Stephen Karam’s script is hilariously inventive—and fearless. In the chat-room text exchange that starts the show, an 18-year-old asks an older guy why he’s attracted to youth. The man types: “Energy. Wonder. Optimism.” The kid replies, “Tight ass?” Then he recognizes his correspondent’s email address: it’s his high-school drama teacher’s. And we’re off to the races.
The youth, Howie, has recently moved to Salem, Oregon, from Portland and he’s feeling claustrophobic in the community of “liberal puritans”. When Diwata, a disaffected theatre student, posts on her blog that she has information about the teacher, Howie sends her his phone number. And Solomon, a wannabe journalist from the school newspaper, catches the scent.
All three are struggling with the chaos of sex, and they’re soon wrestling with secrets, honesty, and social responsibility. In a genius device, Karam gives Diwata a personal project: she’s working on a musical version of Arthur Miller’s The Crucible. Just wait for the musical exchange between one of The Crucible’s Pilgrim girls and the teenage—and homosexual—Abraham Lincoln. (The Puritan has learned to time-travel.) “If I hold it in, I’ll lose my bravery,” Lincoln sings. “If you hold it in, you’ll end slavery,” the pragmatic survivor counters.
Playing Diwata, Claire Hesselgrave is a firecracker. Performing comedy is all about commitment to weird logic and Hesselgrave is committed to Diwata’s logic like a pit bull is committed to hanging on. And Hesselgrave’s timing, her changes of direction, are so whip-fast, they feel like they could break your neck. It’s been a long time since I’ve seen such a thorough and charismatic comic performance. She’s amazing.

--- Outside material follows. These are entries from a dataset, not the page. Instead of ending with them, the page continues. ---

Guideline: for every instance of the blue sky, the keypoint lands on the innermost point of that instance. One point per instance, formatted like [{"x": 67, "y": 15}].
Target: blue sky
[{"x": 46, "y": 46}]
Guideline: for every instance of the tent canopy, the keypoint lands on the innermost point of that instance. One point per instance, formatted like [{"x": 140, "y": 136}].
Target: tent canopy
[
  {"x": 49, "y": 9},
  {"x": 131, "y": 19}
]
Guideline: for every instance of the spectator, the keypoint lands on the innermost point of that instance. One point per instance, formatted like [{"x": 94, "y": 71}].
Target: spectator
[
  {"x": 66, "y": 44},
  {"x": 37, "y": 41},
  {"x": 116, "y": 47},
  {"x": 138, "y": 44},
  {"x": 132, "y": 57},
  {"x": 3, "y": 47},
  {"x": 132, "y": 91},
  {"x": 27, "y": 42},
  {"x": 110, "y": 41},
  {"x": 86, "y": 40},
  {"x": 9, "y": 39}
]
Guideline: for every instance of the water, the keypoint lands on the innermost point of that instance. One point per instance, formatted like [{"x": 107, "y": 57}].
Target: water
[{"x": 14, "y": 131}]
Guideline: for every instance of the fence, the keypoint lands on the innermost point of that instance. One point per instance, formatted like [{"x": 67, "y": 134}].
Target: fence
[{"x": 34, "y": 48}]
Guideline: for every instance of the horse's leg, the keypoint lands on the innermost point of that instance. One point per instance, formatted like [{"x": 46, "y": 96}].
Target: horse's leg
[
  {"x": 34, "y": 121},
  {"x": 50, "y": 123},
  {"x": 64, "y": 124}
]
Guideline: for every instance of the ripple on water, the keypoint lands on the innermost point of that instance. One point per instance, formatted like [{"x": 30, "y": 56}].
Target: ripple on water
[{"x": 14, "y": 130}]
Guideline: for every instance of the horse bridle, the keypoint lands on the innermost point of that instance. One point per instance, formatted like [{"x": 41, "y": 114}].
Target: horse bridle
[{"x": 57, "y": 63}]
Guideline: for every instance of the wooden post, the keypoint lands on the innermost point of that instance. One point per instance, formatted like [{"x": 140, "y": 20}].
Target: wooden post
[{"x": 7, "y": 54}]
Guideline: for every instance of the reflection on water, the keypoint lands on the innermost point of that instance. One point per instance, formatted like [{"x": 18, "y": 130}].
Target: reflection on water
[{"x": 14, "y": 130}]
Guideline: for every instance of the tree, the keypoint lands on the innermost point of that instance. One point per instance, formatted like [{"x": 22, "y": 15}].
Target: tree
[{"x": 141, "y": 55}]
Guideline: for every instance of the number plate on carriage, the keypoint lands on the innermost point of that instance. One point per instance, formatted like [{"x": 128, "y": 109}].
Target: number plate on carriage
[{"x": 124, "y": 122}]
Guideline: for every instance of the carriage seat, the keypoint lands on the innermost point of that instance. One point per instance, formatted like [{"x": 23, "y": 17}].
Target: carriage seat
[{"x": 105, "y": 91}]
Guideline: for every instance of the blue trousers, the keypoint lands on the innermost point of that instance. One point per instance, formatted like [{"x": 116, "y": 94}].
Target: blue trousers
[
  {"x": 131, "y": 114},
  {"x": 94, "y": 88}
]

Scott Button (Howie) and Alex Rose (Solomon) are also excellent. Button has a little trouble with the singing, but his acting performance is spot-on in its mix of assurance, vulnerability, and wit. Rose brings depth and elegant deadpan humour to the play’s “straight man”.
Director Brian Cochrane cast these guys and shaped the show, so good for him.
The script goes on for several minutes after its natural ending, but what the hell. Speech and Debate is a smart circus of a good time.